Shaneé Yvette Murrain is a Digital Developer and Community Builder. Over the last decade, she has been a transformative leader on increasing the capacity of often under-represented and under-resourced community-based organizations within the Galleries, Libraries, Archives, and Museums (GLAM) sector. Her goal has been to cultivate equity-advancing relationships between national grassroots and grasstops organizations at the intersection of race and gender inclusion.
Shaneé is the Director of Community Engagement of the Digital Public Library of America, a national network of more than 4,000 contributing cultural heritage organizations to advance the preservation, dissemination, and use of our shared digital heritage. She also stewarded partnerships and curation for the Black Women’s Suffrage Digital Collection. Previously she was Director of Library Services and Archivist at Payne Theological Seminary, where she curated the Payne Theological Seminary and African Methodist Episcopal Church Digital Collection.
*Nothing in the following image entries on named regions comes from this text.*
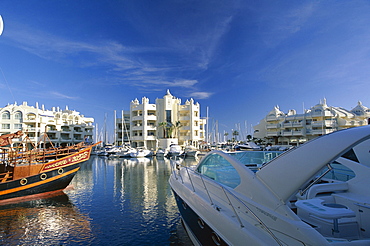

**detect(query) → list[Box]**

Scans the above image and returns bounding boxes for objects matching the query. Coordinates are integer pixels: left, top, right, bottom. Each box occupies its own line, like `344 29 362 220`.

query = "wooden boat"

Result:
0 131 96 203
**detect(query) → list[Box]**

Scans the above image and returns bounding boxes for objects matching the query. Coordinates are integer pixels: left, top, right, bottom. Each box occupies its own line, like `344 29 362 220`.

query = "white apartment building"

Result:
0 102 94 147
253 99 370 145
115 90 206 149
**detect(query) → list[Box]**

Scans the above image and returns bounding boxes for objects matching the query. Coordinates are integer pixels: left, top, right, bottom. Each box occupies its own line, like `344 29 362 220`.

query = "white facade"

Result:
253 99 370 145
116 91 206 149
0 102 94 147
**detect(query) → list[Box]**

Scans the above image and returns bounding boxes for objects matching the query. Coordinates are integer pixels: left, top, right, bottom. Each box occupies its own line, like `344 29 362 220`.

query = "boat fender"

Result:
212 232 221 245
19 178 27 185
40 173 48 180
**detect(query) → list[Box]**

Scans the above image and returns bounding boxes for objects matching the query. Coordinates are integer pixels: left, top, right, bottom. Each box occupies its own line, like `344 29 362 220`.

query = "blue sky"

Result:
0 0 370 140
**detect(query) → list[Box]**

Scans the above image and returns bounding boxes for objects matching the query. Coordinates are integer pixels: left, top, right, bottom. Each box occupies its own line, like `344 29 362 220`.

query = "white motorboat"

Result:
235 142 261 150
130 148 153 158
169 126 370 246
155 148 167 158
116 147 137 158
167 144 184 157
184 146 199 158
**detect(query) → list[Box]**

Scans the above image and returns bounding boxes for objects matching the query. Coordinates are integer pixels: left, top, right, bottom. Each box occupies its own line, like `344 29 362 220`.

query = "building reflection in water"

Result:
0 157 197 245
0 192 92 245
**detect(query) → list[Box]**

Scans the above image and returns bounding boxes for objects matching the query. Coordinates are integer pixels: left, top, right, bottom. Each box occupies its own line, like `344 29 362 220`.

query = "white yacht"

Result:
184 146 199 158
130 147 153 158
167 144 184 157
169 126 370 246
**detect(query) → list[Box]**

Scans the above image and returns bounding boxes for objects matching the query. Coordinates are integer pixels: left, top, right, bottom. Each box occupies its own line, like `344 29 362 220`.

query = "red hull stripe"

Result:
41 148 91 172
0 167 80 196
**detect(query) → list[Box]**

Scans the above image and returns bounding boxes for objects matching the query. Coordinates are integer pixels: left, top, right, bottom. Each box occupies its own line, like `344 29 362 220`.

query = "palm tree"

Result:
174 121 182 138
158 121 167 138
232 130 239 140
166 122 175 138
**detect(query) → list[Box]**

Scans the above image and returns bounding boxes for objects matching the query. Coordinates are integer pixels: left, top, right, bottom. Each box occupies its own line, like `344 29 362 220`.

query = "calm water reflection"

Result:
0 157 197 245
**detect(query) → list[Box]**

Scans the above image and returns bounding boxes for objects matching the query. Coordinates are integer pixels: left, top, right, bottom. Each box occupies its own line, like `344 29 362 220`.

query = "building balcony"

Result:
132 125 143 131
146 115 157 121
146 125 157 131
311 120 337 127
266 116 279 121
23 117 37 123
131 115 144 121
179 115 190 121
281 130 304 137
266 124 280 129
131 136 144 141
266 131 280 137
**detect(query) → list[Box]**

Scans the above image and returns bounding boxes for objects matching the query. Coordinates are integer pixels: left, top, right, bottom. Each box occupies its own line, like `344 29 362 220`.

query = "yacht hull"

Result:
172 190 228 245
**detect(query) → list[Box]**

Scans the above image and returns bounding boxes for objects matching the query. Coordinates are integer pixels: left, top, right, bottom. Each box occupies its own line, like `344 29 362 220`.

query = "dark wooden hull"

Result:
0 163 80 201
0 147 91 203
172 190 228 246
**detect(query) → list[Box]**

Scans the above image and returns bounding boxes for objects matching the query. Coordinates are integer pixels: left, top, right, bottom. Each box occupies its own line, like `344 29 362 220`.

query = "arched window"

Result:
2 111 10 120
14 111 23 121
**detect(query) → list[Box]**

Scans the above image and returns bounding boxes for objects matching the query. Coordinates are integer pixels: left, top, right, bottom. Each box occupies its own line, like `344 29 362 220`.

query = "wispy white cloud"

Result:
49 91 78 100
189 91 213 99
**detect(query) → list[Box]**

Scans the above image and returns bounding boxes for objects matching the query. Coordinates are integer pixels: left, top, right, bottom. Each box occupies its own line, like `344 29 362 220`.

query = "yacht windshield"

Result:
197 154 240 188
230 151 282 167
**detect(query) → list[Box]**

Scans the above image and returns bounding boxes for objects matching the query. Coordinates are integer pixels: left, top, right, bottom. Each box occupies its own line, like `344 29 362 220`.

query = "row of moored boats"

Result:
92 144 199 158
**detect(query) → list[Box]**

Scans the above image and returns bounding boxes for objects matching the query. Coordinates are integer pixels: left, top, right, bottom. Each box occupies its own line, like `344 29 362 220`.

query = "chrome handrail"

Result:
171 162 283 246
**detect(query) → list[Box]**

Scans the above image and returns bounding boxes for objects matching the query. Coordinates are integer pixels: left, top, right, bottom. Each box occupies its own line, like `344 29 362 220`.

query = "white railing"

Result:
171 158 283 246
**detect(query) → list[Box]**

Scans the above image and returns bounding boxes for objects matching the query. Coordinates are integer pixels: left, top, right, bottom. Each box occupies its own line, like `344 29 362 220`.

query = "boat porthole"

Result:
40 173 48 180
212 232 221 245
198 218 204 229
58 168 64 174
19 178 27 185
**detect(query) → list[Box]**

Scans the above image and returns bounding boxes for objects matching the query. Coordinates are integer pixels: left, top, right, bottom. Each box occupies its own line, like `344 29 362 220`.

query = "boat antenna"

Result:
0 66 15 101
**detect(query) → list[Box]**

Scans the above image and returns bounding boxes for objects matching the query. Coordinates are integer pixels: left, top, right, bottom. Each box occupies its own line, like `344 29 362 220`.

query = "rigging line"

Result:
0 67 15 101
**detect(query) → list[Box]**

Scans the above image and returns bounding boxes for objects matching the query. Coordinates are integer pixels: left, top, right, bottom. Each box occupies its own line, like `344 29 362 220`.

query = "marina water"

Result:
0 156 197 246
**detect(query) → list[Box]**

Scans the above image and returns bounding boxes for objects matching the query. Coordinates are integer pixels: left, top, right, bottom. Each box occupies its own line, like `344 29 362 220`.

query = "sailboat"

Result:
0 131 96 203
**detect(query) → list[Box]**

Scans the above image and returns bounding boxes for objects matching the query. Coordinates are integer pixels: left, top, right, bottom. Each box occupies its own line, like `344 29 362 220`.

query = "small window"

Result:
197 154 240 188
1 124 10 129
14 111 23 120
14 124 22 130
2 112 10 120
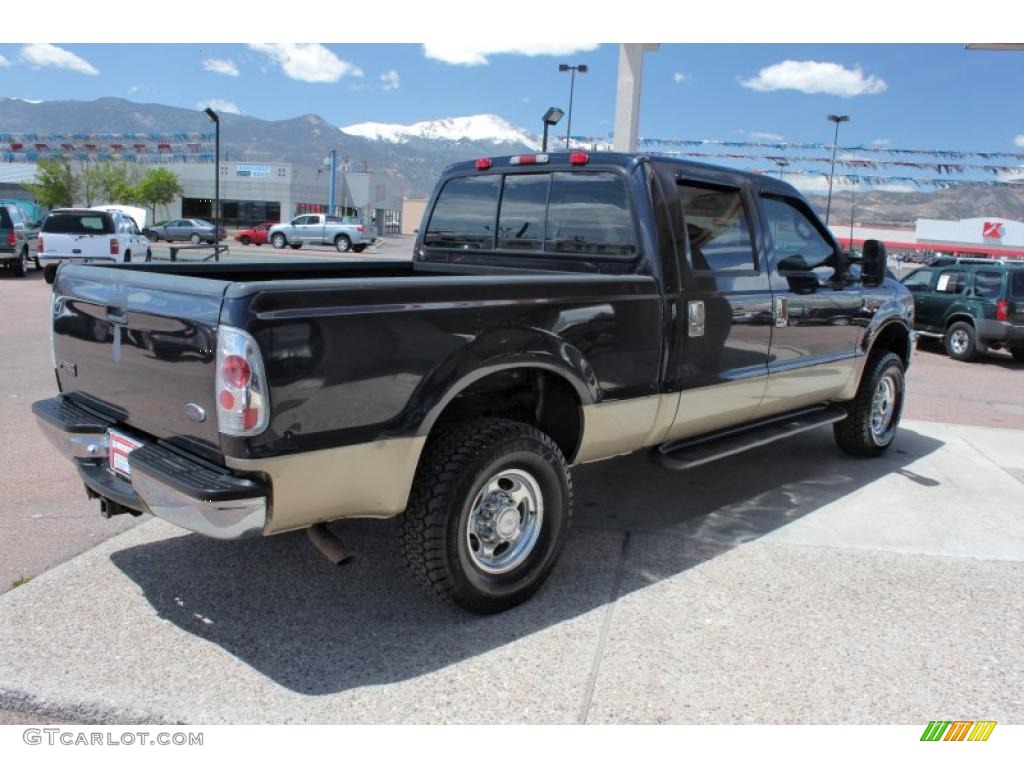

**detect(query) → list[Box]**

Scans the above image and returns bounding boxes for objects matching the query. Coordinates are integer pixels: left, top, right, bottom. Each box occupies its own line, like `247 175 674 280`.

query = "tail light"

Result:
214 326 270 437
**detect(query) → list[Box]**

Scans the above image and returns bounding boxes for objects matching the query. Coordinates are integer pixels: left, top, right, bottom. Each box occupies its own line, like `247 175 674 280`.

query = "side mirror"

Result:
860 240 889 288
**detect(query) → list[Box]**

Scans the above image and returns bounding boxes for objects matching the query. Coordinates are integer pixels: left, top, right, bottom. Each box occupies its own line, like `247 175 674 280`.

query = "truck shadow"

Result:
111 429 943 695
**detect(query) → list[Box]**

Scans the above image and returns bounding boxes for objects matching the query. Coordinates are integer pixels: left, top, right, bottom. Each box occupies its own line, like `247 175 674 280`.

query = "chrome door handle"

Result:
686 300 705 338
774 296 790 328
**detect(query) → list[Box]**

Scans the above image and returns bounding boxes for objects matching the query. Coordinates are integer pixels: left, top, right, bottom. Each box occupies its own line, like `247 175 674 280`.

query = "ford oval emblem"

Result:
185 402 206 423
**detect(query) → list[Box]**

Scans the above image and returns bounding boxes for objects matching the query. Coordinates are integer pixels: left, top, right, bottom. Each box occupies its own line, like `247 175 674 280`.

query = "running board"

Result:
651 406 847 470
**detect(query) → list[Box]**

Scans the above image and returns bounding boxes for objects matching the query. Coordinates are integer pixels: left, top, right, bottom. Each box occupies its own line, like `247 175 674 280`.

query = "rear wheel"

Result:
401 418 572 613
833 352 906 457
945 322 977 362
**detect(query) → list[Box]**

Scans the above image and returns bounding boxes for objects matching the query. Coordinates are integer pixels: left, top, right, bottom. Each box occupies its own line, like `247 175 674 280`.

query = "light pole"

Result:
825 115 850 226
558 65 587 150
541 106 565 152
204 106 220 241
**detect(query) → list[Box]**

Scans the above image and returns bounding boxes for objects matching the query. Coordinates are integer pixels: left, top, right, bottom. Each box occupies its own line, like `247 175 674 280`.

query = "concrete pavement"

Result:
0 421 1024 723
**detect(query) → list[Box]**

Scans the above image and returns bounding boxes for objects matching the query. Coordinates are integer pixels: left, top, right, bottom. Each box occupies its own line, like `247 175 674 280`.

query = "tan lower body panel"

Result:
226 437 426 535
575 392 679 464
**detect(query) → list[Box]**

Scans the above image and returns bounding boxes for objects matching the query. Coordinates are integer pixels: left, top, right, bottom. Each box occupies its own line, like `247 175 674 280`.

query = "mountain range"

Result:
0 97 1024 226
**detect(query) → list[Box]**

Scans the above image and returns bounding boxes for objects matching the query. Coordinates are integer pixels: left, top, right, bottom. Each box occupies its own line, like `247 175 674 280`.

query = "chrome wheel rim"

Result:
871 374 898 437
465 469 544 573
949 328 971 354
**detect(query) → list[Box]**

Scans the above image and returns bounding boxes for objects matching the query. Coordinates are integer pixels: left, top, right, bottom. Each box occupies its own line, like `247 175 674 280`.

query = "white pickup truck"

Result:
37 208 153 274
267 213 376 253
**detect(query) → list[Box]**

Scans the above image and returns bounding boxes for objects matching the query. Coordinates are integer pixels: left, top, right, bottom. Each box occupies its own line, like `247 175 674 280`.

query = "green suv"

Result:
902 258 1024 362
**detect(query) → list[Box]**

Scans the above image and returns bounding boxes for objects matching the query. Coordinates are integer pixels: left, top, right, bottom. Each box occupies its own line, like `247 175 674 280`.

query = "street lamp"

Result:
825 115 850 226
541 106 565 152
203 106 220 244
558 65 587 150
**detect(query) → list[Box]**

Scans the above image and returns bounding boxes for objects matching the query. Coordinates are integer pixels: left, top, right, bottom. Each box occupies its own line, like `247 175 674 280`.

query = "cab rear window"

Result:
43 212 114 234
423 171 637 257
Shaneé is passionate about making sure people have the information they need to do the work they were called to do. She also believes that education is a spiritual encounter and we can reclaim heritage through the digital.
SPEAKING TOPICS INCLUDE:
Inclusive Design in Libraries
Building Reciprocal Relationships with Communities
African American Women’s History and Digital Archives
Black Women in Librarianship
Inclusive Research
For far too long, libraries and archives have been predominantly shaped by white preferences and prejudices.
The goal of the Black Women's Suffrage Digital Collection is to elevate Black Women's activism in our national narrative in places where it has been erased.